I have never seen B'mth so crowded!
What were the car parks like?
How did they all get there and back?
Were there any special trains?Were there any big traffic hold ups?
I assume that many were day trippers.
The S&D closure was ridiculous.
More power to your elbow New S%D.

Anonymous said...

Why build a whole new line to take in the seaside resorts between Weymouth and Exeter when the Abbotsbury, Bridport (for West Bay), Lyme Regis, Seaton, Sidmouth and Budleigh Sulterton branches could all be reopened as light rail projects as they are cheaper to build and maintain. In the case of Seaton there is alrady a light rail system in place and this could be extended to Seaton Junction, the station of which is still in existence.

Sunshiner said...

It depends on how traffic develops. I generally favour the light rail option where possible as it is a better user of resources. I simply don't think that the cheaper option will be considered to the same extent once the railways really start coming back.

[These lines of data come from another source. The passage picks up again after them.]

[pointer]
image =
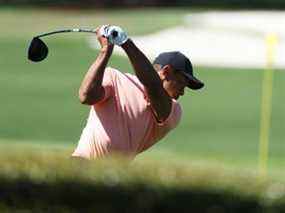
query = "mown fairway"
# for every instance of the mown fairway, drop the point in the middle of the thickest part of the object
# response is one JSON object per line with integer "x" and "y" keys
{"x": 40, "y": 109}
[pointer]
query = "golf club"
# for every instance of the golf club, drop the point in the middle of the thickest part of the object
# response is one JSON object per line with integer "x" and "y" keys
{"x": 38, "y": 50}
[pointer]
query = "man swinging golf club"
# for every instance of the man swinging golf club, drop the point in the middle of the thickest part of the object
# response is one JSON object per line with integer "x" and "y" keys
{"x": 130, "y": 113}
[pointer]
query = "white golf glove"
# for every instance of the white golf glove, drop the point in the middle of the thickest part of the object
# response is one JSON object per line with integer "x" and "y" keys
{"x": 114, "y": 34}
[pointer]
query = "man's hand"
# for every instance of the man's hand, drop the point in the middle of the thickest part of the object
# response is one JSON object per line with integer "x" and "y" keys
{"x": 103, "y": 40}
{"x": 114, "y": 34}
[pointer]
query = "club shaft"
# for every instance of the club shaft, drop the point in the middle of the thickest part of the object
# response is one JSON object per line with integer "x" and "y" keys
{"x": 67, "y": 31}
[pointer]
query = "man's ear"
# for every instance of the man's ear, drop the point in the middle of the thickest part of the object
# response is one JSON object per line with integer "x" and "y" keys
{"x": 166, "y": 71}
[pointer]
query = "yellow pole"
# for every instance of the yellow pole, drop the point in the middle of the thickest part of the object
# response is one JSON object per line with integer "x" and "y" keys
{"x": 266, "y": 103}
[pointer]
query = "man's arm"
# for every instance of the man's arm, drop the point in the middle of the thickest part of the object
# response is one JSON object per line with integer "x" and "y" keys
{"x": 91, "y": 89}
{"x": 159, "y": 99}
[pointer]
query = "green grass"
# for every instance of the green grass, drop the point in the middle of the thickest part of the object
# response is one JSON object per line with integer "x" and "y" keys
{"x": 40, "y": 109}
{"x": 25, "y": 23}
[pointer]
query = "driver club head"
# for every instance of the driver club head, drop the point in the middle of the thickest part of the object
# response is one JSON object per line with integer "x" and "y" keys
{"x": 38, "y": 50}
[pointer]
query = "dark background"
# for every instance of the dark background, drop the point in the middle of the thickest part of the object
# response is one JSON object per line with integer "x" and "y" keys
{"x": 234, "y": 4}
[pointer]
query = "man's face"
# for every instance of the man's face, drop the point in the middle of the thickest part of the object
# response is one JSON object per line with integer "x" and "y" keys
{"x": 174, "y": 82}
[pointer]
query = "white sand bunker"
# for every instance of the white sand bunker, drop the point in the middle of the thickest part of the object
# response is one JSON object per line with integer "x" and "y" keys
{"x": 223, "y": 39}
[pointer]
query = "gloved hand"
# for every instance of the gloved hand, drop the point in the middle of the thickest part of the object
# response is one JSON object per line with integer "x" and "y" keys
{"x": 114, "y": 34}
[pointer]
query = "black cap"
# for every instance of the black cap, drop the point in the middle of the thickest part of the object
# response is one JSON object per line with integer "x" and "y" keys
{"x": 180, "y": 63}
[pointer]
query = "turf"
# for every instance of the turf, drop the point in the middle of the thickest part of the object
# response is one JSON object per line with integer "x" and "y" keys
{"x": 40, "y": 108}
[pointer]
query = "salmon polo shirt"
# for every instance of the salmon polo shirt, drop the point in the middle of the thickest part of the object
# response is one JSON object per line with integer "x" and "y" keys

Could these towns only provide small freight/passenger flows suitable for light rail or is the potential much greater?

My point was that if capacity is too strained there is the option of reviving this earlier proposal of bringing main line trains to the resorts along the coastline, which may turn out to be a better option. (This is why Dorchester South had such a strange platform layout until the 1980s, the up platform was actually built on what would be the alignment of this direct line).